Clearly, someone has engaged in a deliberate attempt to mislead buckbee.
What happened here was a simple pesticide kill, with the defective batch
of treated seeds being a specific cause of a limited one-time kill in a small
area where that defective batch was sold.



> Acting very quickly - the German Federal Government suspended licenses for 8 Bayer insecticides including: Imidacloprid, Fipronil and Clothianidin.


No, that's _also_ wrong - they suspended the license of the company 
that *buys the bayer pesticide and applies it to the seed*. They should 
also suspend the "license" of the company that makes the specific seed 
drills used, which raise massive dust clouds to spread the pesticide to 
adjacent canola fields.



> ...with rapidly mounting evidence that Bayer's neo-nicotinoids seem to be central to the issue in France, Germany and America


No, that's wrong yet again - there simply is no evidence to support your
accusation. 



> BBKA has said nothing, given no demands for urgent investigations, offered no leadership here in the UK and no solidarity with beekeepers in Europe or America.


 If the claim that their practice of 
"endorsement" is true, I think we here in the USA would rather not have
any "solidarity" with the BBKA, thank you very much. 

But given that every other claim made in your post has been so easy
to refute as "wrong", one is forced to wonder if the claim about the
"endorsement" is true.



> would it have felt free to speak out about the threat posed by Neo-Nicotinoid poisons used on crops all over the UK?


A moot point, as there is a mounting pile of analysis of pollen, wax, and
bees that prove that the systemic pesticides are just as "good for bees"
as they were claimed to be. Anything that reduces spraying reduces
bee kills, as pesticide problems tend to be "over-spray" or "spraying at
the wrong time of day", or "drift" issues.



> If the German and French governments are CORRECT


The French are wrong. The Germans are correct in that they have blamed
a defective process for applying pesticide to corn seed rather than a
pesticide as a whole, but you are being fed misquotes and half-truths 
by someone with an agenda. 

I wonder why someone would want to mislead you so.



> the Bee Inspectorate has said that 20% of UK hives were lost last
> winter; I have heard estimates ranging from 30- 70% for some areas.


Yes, but this is due to varroa, Nosema, and other exotic invasive 
pathogens brought to our (and your!) shores by a headlong rush into
"World Trade" without adequate biosecurity controls.

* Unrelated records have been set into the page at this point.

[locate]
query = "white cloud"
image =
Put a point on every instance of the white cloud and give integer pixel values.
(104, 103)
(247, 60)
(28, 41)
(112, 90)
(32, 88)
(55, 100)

> the BBKA should be leading the fight to ban neo-nicotinoid
> pesticides from the UK - as has been done in France and Germany. The BBKA Executive shows no sign whatever of doing anything of the kind -


This indicates that they have a better handle on the facts that whoever 
has been feeding you all the misinformation you have repeated here.


----------



## Gene Weitzel

edenhillapiaries said:


> Neonicitinoids are a new class of chemistry used in seed treatments and foliar insecticides. They are one of the new classes of "softer" chemicals that the EPA seem to favor. In tree fruit such as cherries and apples the EPA has forced a "phase out" of the organophosphate AZM (trade name Guthion). Other organophosphates such as Nemicur (a nematicide) have been banned outright.
> 
> The older classes of chemistry like organophosphates and carbamates have been shown to be highly toxic to bees, but unlike the neonics are not systemic (some like Vydate and Nemicur are but they are not as widely used). With the phasing out of highly effective and economical insecticides like Guthion growers have little choice but to use the Neonicitinoids in order to produce fruit that is up to consumer standards.
> 
> In fruit crops the Neonicitinoids are not used at bloom and there is very little chance that they will show up in the pollen. As far as imidacloprid use in field crops such as corn and soybeans, the farmers statement about using less insecticides because of these treatments is true. In the past growers applied highly toxic soil insecticides such as Lorsban (an organophosphate) and Furidan to control soil pests. Now the seed comes treated so they do not apply these materials. The use of treated seed and GMOs have dramatically cut the use of insecticides and herbicides in corn.
> 
> So what is the beekeeper to think. The American public wants cheap food without defects and will never tolerate a worm in their apple. The environmental movement has pushed for the banning of the traditional insecticides and new worker protection standards have forced this change. The farmers that I know all love bees, their livelihoods depend on them, and do not love using the new chemistries (they are very costly) or any chemistries for that matter. But they have no choice. With a zero tolerance for any internal pests in cherries they must spray in order to sell their crops.
> 
> A healthy farm economy is good for beekeepers so we have a problem here. What are the farmers to do to keep their fruit up to consumer standards? If they can't use the older chemicals and can't use the newer chemicals, what can they use? It looks to me like communication with your growers is more important than ever before so we can find a way to make this thing work.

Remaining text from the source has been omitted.